Particular growth in the cold chain market is expected to be seen in Asia, where the Biopharma Cold Chain Sourcebook 2010 states the market will increase, by 50 per cent on 2008 levels, by 2011. This outstrips worldwide growth of 33 per cent.

Transportation of vaccines, largely for distribution by philanthropic organisations, around the Asian continent was said to be one of the main drivers of this growth.

However, Pharmaceutical Commerce warned that the growth of the cold chain industry "will not necessarily be linear" with the number of vaccines being distributed.

"There are efforts to package vaccines more efficiently to expedite their transportation, and to develop room-temperature versions of some," it explained.

Challenges

Cold chain management in China presents its own challenges. World Courier launched operations in China in 2008, which allow for temperature-controlled transportation between more than 30 of the major Chinese cities.

Henning Voss, director for World Courier, North Asia, described the situation in China as complex, which meant, up until a couple of years ago, the needs of large pharmaceutical companies wishing to operate in China were not being adequately addressed.

"In addition, domestic transport companies do not yet fully understand the many international standards at play in handling these types of shipments," Voss said.

Logistics company DHL has been expanding its operations in China in order to help pharma operators in the country address the challenges presented by "the increasingly sophisticated needs of life science and healthcare customers in Asia Pacifc."

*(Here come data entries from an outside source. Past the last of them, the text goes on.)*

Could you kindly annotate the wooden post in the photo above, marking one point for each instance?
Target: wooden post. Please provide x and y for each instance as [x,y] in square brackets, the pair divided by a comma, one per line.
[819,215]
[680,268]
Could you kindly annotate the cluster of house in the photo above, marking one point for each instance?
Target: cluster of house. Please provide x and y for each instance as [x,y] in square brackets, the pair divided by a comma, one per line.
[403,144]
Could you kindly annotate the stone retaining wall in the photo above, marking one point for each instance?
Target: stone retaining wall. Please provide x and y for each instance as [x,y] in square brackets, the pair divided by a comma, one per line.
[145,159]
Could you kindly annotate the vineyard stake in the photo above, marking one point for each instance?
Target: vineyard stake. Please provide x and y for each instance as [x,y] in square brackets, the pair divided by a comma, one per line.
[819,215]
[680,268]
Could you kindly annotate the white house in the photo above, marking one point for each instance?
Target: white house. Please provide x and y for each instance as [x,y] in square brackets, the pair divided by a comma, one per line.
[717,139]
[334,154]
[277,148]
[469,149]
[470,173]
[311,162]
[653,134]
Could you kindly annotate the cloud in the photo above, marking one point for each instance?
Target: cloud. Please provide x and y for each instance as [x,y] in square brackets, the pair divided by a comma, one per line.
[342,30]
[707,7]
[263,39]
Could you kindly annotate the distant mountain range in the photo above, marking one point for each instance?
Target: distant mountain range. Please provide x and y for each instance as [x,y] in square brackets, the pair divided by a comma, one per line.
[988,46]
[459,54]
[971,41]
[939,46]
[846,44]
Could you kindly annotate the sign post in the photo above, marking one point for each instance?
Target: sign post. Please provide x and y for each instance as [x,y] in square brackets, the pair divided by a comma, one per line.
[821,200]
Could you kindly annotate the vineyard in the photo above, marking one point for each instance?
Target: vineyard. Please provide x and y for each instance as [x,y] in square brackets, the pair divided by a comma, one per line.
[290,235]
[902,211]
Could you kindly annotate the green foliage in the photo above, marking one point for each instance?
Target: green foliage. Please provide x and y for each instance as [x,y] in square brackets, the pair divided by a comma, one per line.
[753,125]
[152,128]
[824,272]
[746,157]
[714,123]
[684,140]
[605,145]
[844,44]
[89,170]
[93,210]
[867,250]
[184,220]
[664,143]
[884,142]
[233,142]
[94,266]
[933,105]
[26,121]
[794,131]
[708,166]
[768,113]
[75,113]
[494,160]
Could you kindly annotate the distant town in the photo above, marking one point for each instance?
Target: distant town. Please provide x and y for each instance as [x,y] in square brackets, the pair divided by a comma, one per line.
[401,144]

The firm opened a 2,000 sq ft temperature-controlled warehouse at Shanghai, Pudong International airport in May 2009. The site added to the company's existing operations in China which included two 2°C to 8°C cool rooms in DHL's Global Forwarding PVG Airport Warehouse and two more large, air-conditioned warehouses at Waigaoqiao Bonded Areaand Songjiang Jiuting Non-bonded Area.

DHL said that the opening of the warehouse reflected the continued positive growth expected in the Chinese pharmaceutical market.

Steve Huang, managing director, DHL Global Forwarding China, said: "The Life Science and healthcare industry in China holds its own despite the global economic crisis. We are optimistic that this sector will continue to offer promising growth."